CLIMATE WIRE | LONDON. More than 250 million people faced severe hunger last year, with people in seven countries on the verge of starvation, according to a United Nations report released Wednesday.
The fallout from Russia’s war in Ukraine, including high food prices, has been a major cause of famine, especially in the world’s poorest countries that are still reeling from the economic turmoil caused by Covid-19. Conflict was another key factor, along with climate change and extreme weather events.
The report says that in 2022, about 258 million people in 58 countries or territories faced a crisis or worsening severe food insecurity – a sharp increase from 193 million in 2021.
Last year was the fourth year in a row that the number of people in dire need of food assistance increased.Global Report on Food Crisesreleased on Wednesday by the Food and Agriculture Organization of the United Nations, the World Food Programme, the World Bank, the European Union, the United States and members of the Global Network Against Food Crises.
“The latest data on the global situation of severe food insecurity paint a very worrying picture.

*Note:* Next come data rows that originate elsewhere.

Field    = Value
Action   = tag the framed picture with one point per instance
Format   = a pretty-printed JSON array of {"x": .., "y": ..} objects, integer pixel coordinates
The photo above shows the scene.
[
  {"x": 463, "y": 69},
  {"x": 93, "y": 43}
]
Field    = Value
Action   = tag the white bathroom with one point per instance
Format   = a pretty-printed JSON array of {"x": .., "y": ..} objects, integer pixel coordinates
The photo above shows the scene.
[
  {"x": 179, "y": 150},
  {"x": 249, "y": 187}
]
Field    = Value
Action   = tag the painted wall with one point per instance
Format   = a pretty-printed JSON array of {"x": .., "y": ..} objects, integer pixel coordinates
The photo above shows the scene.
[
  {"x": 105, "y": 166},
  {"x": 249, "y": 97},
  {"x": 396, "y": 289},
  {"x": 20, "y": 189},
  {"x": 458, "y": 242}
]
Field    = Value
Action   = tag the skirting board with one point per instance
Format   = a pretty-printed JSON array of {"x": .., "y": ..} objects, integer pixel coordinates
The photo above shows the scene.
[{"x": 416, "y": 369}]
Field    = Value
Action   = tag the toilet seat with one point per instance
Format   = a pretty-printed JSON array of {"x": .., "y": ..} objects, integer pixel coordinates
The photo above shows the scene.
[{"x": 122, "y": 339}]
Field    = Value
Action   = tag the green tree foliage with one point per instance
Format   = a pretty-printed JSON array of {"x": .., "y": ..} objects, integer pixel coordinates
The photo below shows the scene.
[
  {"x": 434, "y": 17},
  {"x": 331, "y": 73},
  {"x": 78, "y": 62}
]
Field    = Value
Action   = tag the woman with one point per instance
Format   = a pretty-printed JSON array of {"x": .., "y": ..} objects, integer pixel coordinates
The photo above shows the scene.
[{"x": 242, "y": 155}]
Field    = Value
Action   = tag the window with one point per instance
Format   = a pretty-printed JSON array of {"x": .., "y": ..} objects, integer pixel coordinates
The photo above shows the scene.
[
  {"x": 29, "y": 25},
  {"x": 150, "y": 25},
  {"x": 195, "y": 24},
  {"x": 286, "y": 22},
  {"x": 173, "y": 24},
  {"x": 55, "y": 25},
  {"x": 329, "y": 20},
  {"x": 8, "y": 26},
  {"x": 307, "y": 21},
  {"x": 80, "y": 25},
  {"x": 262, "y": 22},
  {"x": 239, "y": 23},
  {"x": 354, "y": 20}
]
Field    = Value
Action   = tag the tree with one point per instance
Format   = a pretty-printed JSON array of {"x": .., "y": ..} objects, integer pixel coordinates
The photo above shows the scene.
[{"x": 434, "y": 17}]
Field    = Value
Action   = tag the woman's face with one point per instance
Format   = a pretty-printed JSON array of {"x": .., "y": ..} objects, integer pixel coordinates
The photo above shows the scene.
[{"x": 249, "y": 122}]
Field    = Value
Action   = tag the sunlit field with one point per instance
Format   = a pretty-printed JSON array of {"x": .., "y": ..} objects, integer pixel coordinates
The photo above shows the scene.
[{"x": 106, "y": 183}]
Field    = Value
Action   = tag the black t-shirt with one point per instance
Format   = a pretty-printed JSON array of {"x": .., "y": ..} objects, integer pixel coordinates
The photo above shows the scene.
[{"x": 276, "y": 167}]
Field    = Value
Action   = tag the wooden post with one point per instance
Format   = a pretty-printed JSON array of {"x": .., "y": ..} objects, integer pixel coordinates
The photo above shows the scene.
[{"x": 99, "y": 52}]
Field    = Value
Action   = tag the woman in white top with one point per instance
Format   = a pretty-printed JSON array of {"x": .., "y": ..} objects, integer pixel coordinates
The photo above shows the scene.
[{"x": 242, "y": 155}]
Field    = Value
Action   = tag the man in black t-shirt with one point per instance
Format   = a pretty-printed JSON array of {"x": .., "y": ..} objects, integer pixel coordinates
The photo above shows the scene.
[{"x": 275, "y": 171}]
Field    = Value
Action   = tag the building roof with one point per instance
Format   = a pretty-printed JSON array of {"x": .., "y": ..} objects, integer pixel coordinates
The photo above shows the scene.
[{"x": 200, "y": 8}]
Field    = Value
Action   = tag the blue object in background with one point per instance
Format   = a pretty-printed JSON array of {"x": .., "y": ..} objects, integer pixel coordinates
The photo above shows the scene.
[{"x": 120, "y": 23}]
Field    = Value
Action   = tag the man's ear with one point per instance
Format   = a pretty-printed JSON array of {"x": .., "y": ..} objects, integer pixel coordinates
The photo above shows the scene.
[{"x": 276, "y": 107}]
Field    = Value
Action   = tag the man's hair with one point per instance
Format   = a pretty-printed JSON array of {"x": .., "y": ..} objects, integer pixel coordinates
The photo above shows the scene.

They tell us that for four reports in a row, four years in a row, things are getting worse,” said Rein Paulsen, Director of FAO’s Office of Emergencies and Resilience.
Severe food insecurity is a famine that endangers people’s livelihoods and lives and threatens to turn into famine and cause massive loss of life.
About 376,000 people in seven countries – Afghanistan, Burkina Faso, Haiti, Nigeria, Somalia, South Sudan and Yemen – face ‘catastrophic’ food security conditions, which are the last stage before famine in the international food security rating system, the report says. .
Conflict was the main cause of famine in 19 countries, while weather and climate extremes were the main cause of severe food insecurity for 57 million people in 12 countries, including Pakistan, where devastating floods destroyed crops and left millions without food last year. .
War and pestilence
However, the main reason for the increase in food insecurity last year was the economic turmoil from Russia’s war in Ukraine and the residual impact of Covid-19. Their consequences were the main cause of severe famine in 27 countries, affecting 84 million people.
Russia’s invasion of Ukraine – one of the world’s largest exporters of wheat, corn and sunflower products – in February 2022 shocked global trade in those products, as well as fertilizers, causing food prices to skyrocket.
Pressure on prices has eased since last July, a UN-Turkey brokered agreement allowing Ukrainian grain exports to safely bypass the Russian blockade in the Black Sea. But the war continues to affect food security indirectly, especially in poor countries dependent on imports, the report warns.
Russia is also threatening to pull out of the Black Sea grain deal when an extension agreed in March ends on May 18. This could lead to another price hike, pushing millions of people to starvation.
According to Paulsen, the report is a wake-up call. It is “vital because it informs decision makers, informs donors, informs operational agencies and governments of the need for urgent action, extended action and the right action to address the situation,” he said.
What is needed, Paulsen added, is a shift from delivered food aid to agricultural interventions that have “proven to be the most cost-effective way to respond to acute food insecurity.”
“Globally, we know that only 4 percent of all funding that goes to food security measures in the context of food crises, in the context covered by this report, goes to emergency agriculture,” he said. “This is something that needs to change if we really want to reverse the downward trend in these existing numbers.”
This story first appeared in POLITICO Europe.